The Klein Party celebrates and plays “klezmerish music from All the Old Countries with a jazz sensibility and rock-and-roll exuberance.” The core of the repertoire are original arrangements of Ashkenazi Jewish music from the Old & New Worlds, as well as other music from around the world that shares the ecstatic joy and emotional intensity of the music we call “klezmer.”

Over the past seven years, the Klein Party has played to thousands of enthusiastic listeners and dancers at the Royal Room, Pink Door, Northwest Folklife Festival, Washington Performance Center, Kirkland Performance Center, Vashon Center for the Arts, and many farmers' markets, holiday parties, picnics, International Ice Cream Day, and live streams.

https://www.thekleinparty.com

Shpilkis is Seattle's 8-piece klezmer brass band bringing you old-school Yiddish grooves with tuchus-shaking energy. Since forming in 2017, they continue to transform potential into kinetic energy on dance floors at simkhas, holiday events, and block parties. Each member arrives to this music from a hodgepodge of backgrounds: religious, spiritual, secular, pagan; east-coasters, midwesterners, and Pacific Northwesterners born & raised; Jews and gentiles; music-educated and self-taught, with foundations in jazz, punk, folk, classical, and pop. The resulting sound carries Yiddishkayt from many places and times, especially that of current-day Seattle.

https://www.shpilkisseattle.com

Klezmer

Klezmer is an instrumental musical tradition of the Jews of Central and Eastern Europe going back hundreds of years.

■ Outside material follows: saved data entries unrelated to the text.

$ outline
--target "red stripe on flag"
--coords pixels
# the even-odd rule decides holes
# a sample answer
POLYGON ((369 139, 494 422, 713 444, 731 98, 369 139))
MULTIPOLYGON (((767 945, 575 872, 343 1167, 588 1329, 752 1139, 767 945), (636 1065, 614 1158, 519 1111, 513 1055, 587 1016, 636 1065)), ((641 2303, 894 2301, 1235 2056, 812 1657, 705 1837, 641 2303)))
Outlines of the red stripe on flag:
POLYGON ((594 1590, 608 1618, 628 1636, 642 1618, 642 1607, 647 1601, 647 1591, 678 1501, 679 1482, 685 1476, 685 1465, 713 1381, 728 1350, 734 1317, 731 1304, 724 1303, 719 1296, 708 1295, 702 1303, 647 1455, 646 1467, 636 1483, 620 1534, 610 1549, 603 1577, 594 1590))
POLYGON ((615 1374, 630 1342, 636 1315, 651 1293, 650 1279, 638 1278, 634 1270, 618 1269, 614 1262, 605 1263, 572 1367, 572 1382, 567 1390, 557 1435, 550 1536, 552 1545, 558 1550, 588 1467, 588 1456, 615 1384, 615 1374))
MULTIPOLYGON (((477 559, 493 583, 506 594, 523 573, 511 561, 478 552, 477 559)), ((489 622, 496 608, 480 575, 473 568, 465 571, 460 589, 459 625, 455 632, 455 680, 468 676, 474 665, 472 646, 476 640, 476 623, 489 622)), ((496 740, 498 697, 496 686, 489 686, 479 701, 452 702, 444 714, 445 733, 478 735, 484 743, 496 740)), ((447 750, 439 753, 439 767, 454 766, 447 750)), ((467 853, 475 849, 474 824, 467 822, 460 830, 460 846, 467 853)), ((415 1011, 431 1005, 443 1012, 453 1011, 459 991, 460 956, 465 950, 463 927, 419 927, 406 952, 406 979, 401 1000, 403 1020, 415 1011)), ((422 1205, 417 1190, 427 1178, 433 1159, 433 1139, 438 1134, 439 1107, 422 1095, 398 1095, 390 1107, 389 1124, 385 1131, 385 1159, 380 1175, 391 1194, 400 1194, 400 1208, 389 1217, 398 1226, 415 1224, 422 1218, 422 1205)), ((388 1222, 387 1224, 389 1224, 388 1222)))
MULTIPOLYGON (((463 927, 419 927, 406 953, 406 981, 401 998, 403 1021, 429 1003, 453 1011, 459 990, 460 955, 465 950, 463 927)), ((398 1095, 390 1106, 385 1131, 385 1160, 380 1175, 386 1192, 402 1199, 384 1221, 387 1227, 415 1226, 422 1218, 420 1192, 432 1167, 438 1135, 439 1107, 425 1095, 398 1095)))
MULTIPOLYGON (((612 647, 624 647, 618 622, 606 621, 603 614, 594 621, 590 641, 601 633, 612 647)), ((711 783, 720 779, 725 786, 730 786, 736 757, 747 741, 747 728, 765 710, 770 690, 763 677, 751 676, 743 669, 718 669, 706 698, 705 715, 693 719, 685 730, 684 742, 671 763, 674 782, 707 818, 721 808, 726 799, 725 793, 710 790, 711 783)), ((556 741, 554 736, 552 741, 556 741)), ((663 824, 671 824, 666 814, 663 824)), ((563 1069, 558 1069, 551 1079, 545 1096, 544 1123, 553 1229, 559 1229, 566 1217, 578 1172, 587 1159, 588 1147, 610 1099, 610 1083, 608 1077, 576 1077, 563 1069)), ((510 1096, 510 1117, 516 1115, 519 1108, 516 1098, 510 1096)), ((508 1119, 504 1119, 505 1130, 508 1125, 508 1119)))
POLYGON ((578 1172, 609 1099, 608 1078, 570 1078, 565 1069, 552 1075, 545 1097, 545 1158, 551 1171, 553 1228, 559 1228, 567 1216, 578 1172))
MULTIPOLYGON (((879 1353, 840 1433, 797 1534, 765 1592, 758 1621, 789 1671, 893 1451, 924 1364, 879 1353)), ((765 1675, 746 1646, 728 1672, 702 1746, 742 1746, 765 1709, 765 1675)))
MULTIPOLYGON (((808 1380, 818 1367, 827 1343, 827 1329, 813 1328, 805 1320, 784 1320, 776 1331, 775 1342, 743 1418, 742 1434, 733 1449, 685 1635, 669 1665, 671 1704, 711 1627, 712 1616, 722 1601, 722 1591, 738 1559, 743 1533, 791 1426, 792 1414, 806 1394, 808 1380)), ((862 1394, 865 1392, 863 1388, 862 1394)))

The word “klezmer” derives from two Hebrew words: klei, meaning “tools, utensils or instruments” and zemer — “melody,” leading to klezmer — “musical instruments.” Over time, the word began to refer to the musicians themselves. Only in the 20th century did klezmer identify a style of music. The main elements of the klezmer tradition include dance tunes, ritual melodies, and virtuosic improvisations played for listening. The klezmorim played primarily at weddings, as Jewish religious leaders had otherwise forbidden instrumental music since the destruction of the 2nd Temple, and non-Jewish authorities discouraged Jewish musicians from participating in the cultural life of most nations.

While klezmer began with melodies drawn from religious prayer, the klezmorim were itinerant, incorporating ideas from the other musicians with whom they played and the demands of the audiences in different communities. This included Ukrainian, Russian, and other Slavic folk songs, the music of the Roma (gypsies), Greek, Romanian, Ottoman, and Persian music, as well as the Western classical music of the times.

 

In the early 20th century, the music travelled to the United States, where it lost most of its traditional ritual elements and adopted elements of American popular music. After the destruction of Jewish life in Eastern Europe during the Holocaust and a fall in the popularity of klezmer in the United States, it saw a revival in the late 1970s. Since then, the klezmer scene has grown throughout the world, as musicians explore the traditional genre while continuing to develop the styles with elements of jazz, rock, and other forms.